Puerto Rico's roster also includes NBA players Daniel Santiago
and Carlos Arroyo, but what concerns coach Larry Brown is the
perimeter shooting capabilities of Eddie Casiano and Elias Ayuso.

"If they're hitting their outside shots, they're tough to
play,'' said Brown, who took notice of Puerto Rico coach Julio
Toro's somewhat disparaging recent remarks in comparing this year's
U.S. team with last summer's team.

Toro pointed out one of the U.S. team's weaknesses is its lack
of a reliable outside shooter, though he wouldn't commit to packing
his defense into a tight 2-3 zone and daring the Americans to beat
them from outside.

"It's true that Germany and Italy played zone (in recent
exhibition games) and it worked for them, but that's not always the
key to beat them,'' Toro said. "Any disadvantage that we can have
is mental. We have to go out positive, that's half the game.''

The Americans' dominance over Puerto Rico over the past two
summers could make it tough for Toro to convince his squad that it
has a fighting chance. But Puerto Rico will certainly not be in awe
of the Americans, who also scrimmaged against them in Jacksonville
and last summer in New York.

The players became so close that Iverson spent time hanging out
with the Puerto Rican players when they stayed at the same hotel
last summer, but then there was the fallout in the semifinal game.

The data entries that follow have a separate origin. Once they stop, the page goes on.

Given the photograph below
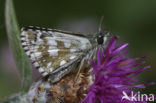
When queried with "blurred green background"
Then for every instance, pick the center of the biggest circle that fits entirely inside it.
(133, 20)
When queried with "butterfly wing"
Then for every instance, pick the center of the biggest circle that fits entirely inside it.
(50, 50)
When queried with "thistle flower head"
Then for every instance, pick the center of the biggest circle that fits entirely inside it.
(113, 74)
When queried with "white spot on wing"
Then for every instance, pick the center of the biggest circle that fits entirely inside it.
(73, 50)
(37, 54)
(53, 52)
(49, 64)
(36, 64)
(28, 52)
(62, 62)
(41, 70)
(51, 69)
(72, 57)
(45, 73)
(51, 41)
(24, 43)
(67, 44)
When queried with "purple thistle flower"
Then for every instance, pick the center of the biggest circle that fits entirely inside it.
(113, 74)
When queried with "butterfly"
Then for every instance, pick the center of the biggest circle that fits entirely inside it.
(55, 52)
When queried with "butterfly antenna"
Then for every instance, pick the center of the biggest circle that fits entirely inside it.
(101, 23)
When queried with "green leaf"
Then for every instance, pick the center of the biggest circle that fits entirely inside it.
(13, 33)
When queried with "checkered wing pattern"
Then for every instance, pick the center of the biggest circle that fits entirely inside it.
(50, 49)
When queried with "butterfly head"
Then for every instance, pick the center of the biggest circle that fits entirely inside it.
(101, 37)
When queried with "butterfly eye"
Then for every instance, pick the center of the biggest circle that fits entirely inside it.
(100, 39)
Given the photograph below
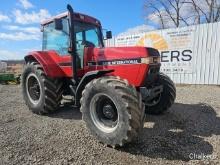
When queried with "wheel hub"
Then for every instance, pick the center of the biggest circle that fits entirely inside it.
(108, 111)
(104, 113)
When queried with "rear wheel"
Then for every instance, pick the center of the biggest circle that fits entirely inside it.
(164, 100)
(112, 110)
(41, 93)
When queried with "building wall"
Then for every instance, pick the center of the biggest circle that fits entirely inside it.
(189, 55)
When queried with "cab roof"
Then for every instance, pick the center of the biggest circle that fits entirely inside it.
(78, 17)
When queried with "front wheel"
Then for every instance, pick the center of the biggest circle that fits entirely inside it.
(164, 100)
(112, 110)
(41, 94)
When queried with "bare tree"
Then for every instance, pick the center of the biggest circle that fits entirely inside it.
(168, 13)
(176, 13)
(207, 9)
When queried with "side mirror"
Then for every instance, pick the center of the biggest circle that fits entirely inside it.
(109, 35)
(58, 24)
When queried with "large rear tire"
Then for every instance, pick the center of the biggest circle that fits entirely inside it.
(163, 101)
(112, 110)
(41, 94)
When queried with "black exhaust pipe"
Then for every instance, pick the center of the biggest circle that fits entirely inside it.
(72, 46)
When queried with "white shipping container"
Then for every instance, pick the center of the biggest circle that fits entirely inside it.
(189, 55)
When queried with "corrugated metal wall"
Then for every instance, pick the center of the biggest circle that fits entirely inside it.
(206, 55)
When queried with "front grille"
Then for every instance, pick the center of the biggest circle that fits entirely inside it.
(154, 70)
(153, 52)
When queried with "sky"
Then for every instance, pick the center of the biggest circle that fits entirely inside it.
(20, 20)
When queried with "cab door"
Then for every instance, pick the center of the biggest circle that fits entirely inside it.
(58, 41)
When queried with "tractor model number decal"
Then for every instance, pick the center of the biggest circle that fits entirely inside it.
(120, 62)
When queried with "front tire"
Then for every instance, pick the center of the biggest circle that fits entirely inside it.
(163, 101)
(112, 110)
(41, 94)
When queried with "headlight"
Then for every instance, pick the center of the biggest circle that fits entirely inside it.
(150, 60)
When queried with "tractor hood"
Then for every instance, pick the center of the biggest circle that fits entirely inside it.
(119, 53)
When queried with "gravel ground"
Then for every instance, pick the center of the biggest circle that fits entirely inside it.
(190, 130)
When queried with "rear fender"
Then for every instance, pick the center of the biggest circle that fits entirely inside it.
(49, 62)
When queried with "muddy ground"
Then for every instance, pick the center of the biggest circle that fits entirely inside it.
(188, 134)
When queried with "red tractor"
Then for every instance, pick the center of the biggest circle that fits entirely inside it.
(113, 87)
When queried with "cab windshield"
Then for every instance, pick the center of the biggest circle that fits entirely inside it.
(87, 35)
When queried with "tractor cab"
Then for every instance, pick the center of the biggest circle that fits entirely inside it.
(87, 33)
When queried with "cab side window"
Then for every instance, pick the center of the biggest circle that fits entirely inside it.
(57, 40)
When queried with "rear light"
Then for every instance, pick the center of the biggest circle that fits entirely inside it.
(151, 60)
(82, 16)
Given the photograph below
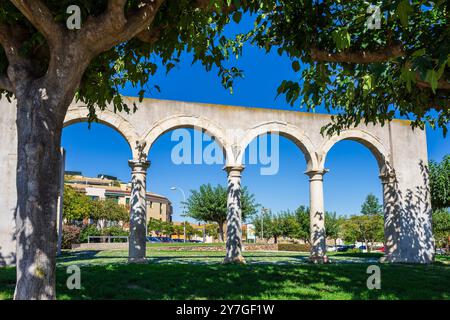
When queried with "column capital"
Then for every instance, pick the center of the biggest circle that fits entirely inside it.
(387, 177)
(139, 165)
(316, 174)
(234, 170)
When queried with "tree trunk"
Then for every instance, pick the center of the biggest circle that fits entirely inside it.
(221, 236)
(39, 140)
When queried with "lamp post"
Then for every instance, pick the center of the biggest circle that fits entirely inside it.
(263, 211)
(184, 203)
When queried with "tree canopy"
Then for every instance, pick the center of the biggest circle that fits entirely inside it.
(440, 183)
(367, 73)
(209, 204)
(372, 206)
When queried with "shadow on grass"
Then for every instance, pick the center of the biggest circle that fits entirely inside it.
(188, 281)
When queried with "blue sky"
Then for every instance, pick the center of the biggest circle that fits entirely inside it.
(353, 169)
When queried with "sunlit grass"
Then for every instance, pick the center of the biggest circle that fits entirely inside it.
(268, 275)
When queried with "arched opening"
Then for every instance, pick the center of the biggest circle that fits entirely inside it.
(97, 191)
(184, 157)
(355, 163)
(275, 165)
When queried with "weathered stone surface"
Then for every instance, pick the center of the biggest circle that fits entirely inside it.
(400, 152)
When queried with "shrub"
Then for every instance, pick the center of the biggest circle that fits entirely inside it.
(294, 247)
(71, 235)
(115, 231)
(89, 230)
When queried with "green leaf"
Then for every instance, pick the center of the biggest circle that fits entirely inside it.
(403, 10)
(341, 38)
(237, 17)
(432, 78)
(367, 84)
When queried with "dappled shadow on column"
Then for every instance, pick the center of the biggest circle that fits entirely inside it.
(137, 245)
(408, 229)
(318, 236)
(234, 233)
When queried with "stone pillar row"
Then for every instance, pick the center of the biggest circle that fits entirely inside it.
(138, 214)
(138, 211)
(317, 216)
(234, 216)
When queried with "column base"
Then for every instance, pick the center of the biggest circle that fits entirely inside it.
(318, 259)
(234, 260)
(137, 260)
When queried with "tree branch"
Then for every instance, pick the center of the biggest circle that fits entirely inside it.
(115, 26)
(153, 34)
(5, 84)
(442, 84)
(42, 19)
(359, 57)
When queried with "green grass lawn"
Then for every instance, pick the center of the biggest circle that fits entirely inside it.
(268, 275)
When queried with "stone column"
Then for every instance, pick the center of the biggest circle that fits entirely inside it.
(407, 223)
(234, 216)
(317, 216)
(60, 209)
(138, 211)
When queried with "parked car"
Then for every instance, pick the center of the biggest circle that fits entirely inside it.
(165, 239)
(363, 248)
(153, 240)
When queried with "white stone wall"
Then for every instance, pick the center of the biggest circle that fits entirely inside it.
(398, 150)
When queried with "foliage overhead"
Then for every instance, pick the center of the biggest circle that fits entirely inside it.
(440, 183)
(372, 206)
(365, 74)
(194, 26)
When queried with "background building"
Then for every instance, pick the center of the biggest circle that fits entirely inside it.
(108, 187)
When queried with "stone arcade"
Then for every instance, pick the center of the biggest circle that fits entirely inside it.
(401, 154)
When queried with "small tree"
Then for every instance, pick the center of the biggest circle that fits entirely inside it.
(155, 225)
(209, 204)
(303, 224)
(364, 228)
(178, 230)
(441, 228)
(371, 206)
(76, 205)
(212, 230)
(332, 226)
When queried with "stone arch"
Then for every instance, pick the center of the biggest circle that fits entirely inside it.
(108, 118)
(367, 139)
(286, 130)
(186, 121)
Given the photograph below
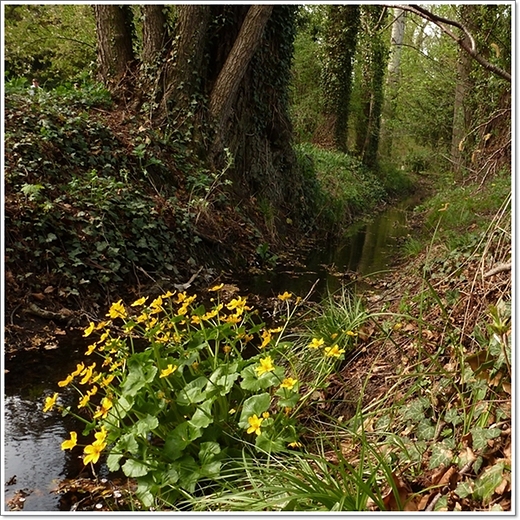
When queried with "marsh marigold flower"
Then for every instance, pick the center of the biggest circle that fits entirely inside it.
(266, 365)
(103, 410)
(50, 402)
(89, 330)
(70, 443)
(139, 302)
(288, 383)
(93, 451)
(66, 381)
(170, 369)
(254, 424)
(316, 343)
(334, 351)
(117, 310)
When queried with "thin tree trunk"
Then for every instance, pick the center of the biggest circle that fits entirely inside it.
(114, 43)
(181, 74)
(228, 81)
(154, 32)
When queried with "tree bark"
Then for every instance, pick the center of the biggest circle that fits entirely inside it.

With Casiano dribbling on the perimeter holding for the last
shot of the first half, Tracy McGrady repeatedly bumped and swatted
at Casiano, with Casiano trying to elbow McGrady away.

Casiano eventually lost the ball and fell to the floor, with the
ball rolling toward the American basket. McGrady jogged down and
picked it up as the other nine players stood still. Before dunking
it, McGrady turned and stared at Casiano.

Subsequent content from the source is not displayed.